Bug 142263

Summary: Only 16 EMC powerpath LUNs usable with LVM1
Product: Red Hat Enterprise Linux 3 Reporter: Thomas Uebermeier <uthomas>
Component: lvmAssignee: Doug Ledford <dledford>
Status: CLOSED ERRATA QA Contact: Brian Brock <bbrock>
Severity: medium Docs Contact:
Priority: medium    
Version: 3.0CC: agk, coughlan, hgarcia, jrfuller, kanderso, peterm, petrides, poelstra, tao
Target Milestone: ---   
Target Release: ---   
Hardware: i686   
OS: Linux   
Whiteboard:
Fixed In Version: RHSA-2005-663 Doc Type: Bug Fix
Doc Text:
Story Points: ---
Clone Of: Environment:
Last Closed: 2005-09-28 14:34:44 UTC Type: ---
Regression: --- Mount Type: ---
Documentation: --- CRM:
Verified Versions: Category: ---
oVirt Team: --- RHEL 7.3 requirements from Atomic Host:
Cloudforms Team: --- Target Upstream Version:
Embargoed:
Bug Depends On:    
Bug Blocks: 156320    
Attachments:
Description Flags
lvmdiskscan -d
none
/proc/partitions none

Description Thomas Uebermeier 2004-12-08 17:19:29 UTC
From Bugzilla Helper:
User-Agent: Mozilla/5.0 (X11; U; Linux i686; en-US; rv:1.7.3)
Gecko/20040922

Description of problem:
vgextend uses /dev/emcpowera to /dev/emcpowerp, but stops accepting
devices beyond this (/dev/emcpowerq ...)

Version-Release number of selected component (if applicable):
lvm-1.0.8-8

How reproducible:
Always

Steps to Reproduce:
1. setup lvm, create one or more volumegroup, etc.
2. setup emcpowerpath, create more than 16 LUNs
3. add /dev/emcpowera to /dev/emcpowerp to these VGs
4. vgextend vgsgdb2data01 /dev/emcpowerq /dev/emcpowerr

Actual Results:  # vgextend vgsgdb2data01 /dev/emcpowerq /dev/emcpowerr
vgextend -- INFO: maximum logical volume size is 2 Terabyte
vgextend -- ERROR: no physical volumes usable to extend volume group
"vgsgdb2data01"

Expected Results:  /dev/emcpowerq and /dev/emcpowerr added to VG
vgsgdb2data01

Additional info:

The error message seems to be the default error, when vgextend fails,
therefore misleading.

Also there seems to be several other problems involving LVM1 + EMC
PowerPath,  eg. LVM cannot distinguish between the "raw" SCSI devices
(sda, sdb,...) and the bound meta devices (emcpowera,...) happily
taking the first to come, making the redundancy of multi pathing useless.

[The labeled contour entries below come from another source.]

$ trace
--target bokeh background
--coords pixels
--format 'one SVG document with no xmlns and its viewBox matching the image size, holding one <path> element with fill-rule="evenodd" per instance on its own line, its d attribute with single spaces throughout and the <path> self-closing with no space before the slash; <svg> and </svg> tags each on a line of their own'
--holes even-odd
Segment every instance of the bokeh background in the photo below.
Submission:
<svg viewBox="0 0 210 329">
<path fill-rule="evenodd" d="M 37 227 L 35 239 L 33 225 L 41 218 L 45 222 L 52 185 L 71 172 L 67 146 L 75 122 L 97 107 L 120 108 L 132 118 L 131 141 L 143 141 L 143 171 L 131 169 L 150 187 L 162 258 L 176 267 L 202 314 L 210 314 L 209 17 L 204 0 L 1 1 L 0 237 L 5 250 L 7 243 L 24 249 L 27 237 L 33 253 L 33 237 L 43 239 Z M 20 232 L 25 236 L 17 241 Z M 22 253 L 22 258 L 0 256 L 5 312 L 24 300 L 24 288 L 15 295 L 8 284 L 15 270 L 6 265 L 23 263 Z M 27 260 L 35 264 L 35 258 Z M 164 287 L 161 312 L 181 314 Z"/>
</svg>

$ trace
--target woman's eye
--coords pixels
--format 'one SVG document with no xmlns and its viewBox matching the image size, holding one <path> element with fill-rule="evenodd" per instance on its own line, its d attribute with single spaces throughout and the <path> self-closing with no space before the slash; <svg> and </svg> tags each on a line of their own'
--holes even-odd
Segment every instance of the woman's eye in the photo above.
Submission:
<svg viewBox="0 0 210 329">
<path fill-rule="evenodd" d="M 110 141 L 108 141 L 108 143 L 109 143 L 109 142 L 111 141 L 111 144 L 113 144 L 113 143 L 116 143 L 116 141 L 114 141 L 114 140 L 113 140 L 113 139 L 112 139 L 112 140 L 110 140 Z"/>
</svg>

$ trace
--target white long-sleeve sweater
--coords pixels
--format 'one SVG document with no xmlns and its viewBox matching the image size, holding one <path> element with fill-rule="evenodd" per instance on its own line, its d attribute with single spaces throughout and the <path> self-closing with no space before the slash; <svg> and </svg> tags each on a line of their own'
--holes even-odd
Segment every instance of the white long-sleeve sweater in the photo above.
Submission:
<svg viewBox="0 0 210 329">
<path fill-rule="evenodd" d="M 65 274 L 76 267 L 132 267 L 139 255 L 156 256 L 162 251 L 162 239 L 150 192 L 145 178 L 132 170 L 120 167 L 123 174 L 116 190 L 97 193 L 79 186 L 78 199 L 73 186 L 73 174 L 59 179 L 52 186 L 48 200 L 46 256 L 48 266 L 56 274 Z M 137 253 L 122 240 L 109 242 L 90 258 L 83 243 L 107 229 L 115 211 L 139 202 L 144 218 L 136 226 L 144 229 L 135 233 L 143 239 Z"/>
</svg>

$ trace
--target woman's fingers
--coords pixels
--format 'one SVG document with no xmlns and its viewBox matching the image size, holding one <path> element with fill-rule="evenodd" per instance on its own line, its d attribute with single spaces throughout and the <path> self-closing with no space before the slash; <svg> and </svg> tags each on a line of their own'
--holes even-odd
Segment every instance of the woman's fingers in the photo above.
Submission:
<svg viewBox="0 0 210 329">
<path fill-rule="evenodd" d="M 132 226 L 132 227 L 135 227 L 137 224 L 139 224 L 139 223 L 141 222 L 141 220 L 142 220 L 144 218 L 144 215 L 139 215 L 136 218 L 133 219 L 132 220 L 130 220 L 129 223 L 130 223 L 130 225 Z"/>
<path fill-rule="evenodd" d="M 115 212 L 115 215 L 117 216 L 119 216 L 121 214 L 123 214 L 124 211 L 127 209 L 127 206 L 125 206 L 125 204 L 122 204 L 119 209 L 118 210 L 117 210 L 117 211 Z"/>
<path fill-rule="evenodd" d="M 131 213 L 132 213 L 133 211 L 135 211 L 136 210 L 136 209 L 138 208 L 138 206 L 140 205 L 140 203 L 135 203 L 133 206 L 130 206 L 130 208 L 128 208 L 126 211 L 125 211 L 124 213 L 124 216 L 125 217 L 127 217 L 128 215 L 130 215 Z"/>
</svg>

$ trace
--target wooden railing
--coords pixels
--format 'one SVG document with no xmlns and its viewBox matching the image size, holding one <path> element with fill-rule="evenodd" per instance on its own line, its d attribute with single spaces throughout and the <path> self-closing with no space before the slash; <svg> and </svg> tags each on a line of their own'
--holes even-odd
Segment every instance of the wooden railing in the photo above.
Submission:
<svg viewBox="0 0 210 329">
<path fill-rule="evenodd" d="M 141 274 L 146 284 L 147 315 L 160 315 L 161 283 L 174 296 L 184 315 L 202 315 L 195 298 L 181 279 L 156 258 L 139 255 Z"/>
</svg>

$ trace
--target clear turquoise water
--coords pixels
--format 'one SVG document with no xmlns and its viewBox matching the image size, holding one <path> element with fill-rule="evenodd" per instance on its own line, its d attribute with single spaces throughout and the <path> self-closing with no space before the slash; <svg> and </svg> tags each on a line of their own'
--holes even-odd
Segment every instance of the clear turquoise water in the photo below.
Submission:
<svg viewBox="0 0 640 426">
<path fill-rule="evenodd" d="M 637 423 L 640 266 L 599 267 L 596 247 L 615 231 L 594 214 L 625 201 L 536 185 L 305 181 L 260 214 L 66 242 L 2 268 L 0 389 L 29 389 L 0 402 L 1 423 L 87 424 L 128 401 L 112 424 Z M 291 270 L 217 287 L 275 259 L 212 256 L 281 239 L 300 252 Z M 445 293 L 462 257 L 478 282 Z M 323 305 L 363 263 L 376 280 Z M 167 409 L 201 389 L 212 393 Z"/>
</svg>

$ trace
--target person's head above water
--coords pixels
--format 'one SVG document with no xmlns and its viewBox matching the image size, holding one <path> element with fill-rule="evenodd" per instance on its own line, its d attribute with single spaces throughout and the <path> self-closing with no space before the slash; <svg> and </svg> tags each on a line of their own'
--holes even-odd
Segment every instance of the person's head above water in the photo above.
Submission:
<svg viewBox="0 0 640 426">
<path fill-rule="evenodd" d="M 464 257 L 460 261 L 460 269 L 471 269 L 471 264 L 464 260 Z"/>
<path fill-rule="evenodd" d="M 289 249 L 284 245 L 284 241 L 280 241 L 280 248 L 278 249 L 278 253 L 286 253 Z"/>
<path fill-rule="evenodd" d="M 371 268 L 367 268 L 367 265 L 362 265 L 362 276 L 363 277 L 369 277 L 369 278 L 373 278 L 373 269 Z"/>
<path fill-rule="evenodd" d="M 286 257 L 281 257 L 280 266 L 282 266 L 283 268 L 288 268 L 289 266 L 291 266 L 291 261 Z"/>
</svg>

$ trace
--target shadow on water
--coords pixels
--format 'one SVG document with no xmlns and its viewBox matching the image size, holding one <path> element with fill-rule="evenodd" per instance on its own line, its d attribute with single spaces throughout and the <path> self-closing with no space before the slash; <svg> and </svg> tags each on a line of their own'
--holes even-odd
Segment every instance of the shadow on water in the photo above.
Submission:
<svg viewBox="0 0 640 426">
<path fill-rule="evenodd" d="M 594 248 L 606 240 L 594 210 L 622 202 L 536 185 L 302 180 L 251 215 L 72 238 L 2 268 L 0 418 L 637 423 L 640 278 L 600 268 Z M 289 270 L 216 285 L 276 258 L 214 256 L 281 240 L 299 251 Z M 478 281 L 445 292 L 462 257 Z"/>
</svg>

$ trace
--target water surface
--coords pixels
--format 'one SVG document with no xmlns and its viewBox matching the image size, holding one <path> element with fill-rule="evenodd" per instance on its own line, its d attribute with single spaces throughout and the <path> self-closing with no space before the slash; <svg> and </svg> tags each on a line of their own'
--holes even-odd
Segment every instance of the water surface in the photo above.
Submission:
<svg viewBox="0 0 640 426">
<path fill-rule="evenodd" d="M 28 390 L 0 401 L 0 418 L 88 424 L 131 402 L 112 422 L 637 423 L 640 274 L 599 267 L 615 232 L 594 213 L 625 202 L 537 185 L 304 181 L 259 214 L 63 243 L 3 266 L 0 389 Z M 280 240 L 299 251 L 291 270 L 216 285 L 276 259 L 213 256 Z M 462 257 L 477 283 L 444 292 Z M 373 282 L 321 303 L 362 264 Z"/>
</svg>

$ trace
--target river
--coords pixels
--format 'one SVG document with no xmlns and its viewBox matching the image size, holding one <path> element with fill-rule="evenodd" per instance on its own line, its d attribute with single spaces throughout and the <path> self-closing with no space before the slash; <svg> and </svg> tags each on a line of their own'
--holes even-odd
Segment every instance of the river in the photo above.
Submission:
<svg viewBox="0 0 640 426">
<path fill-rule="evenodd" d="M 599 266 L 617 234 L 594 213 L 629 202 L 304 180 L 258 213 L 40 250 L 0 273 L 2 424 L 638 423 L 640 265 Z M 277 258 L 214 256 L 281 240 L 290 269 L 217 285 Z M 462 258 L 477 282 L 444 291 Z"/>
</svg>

Comment 3 Heinz Mauelshagen 2004-12-09 10:25:09 UTC
Thomas,
I need to add a filter to the device discovery code in LVM1
in order to avoid access to the 'raw' devices in case PowerPath
ones give access.
The other issue about limited number of devices (16) needs tweeking
in the same discovery code.
Hopefully will get around to this before Christmas ;)
Still no PowerPath copy here to be able to test myself (EMC claims
they are pushing delivery).
I'll push any fixes to you to test on the Bladecenter configuration first.

Comment 4 Thomas Uebermeier 2004-12-09 10:41:56 UTC
Heinz, 
I just received some more informations from the customer, from which 
I would say, to put the "max 16 devices" issue to a hold, the devices 
do *not* show up in /proc/partitions, sorry for the confusion... 
The emcpower*/sd* device thing is still left (and much more nasty), 
shall I create a new bug for that, so we can track it separately ? 

Comment 5 Heinz Mauelshagen 2004-12-09 11:34:53 UTC
Thomas,

in lieu of the PowerPath /proc/partitions bug, yes please create
a new bug in order to track the /dev/sd* filter issue seperately
from this one.

Comment 6 Heinz Mauelshagen 2004-12-09 11:41:55 UTC
Background on the 16 max limit issue:

----- Forwarded message from "goggin, edward" <egoggin> -----

Assuming this is a 2.4 kernel ...

the 16 device limit likely applies to emcpower whole device names which
show up in /proc/partitions.  Only 16 emcpower whole device names show
up in this file due to the code in disk_name() in
fs/partitions/check.c which both (1) enforces a very simplistic naming
policy on all devices which are not (scsi,ide, and a few privileged others)
and (2) assumes a driver can only manage a single major number.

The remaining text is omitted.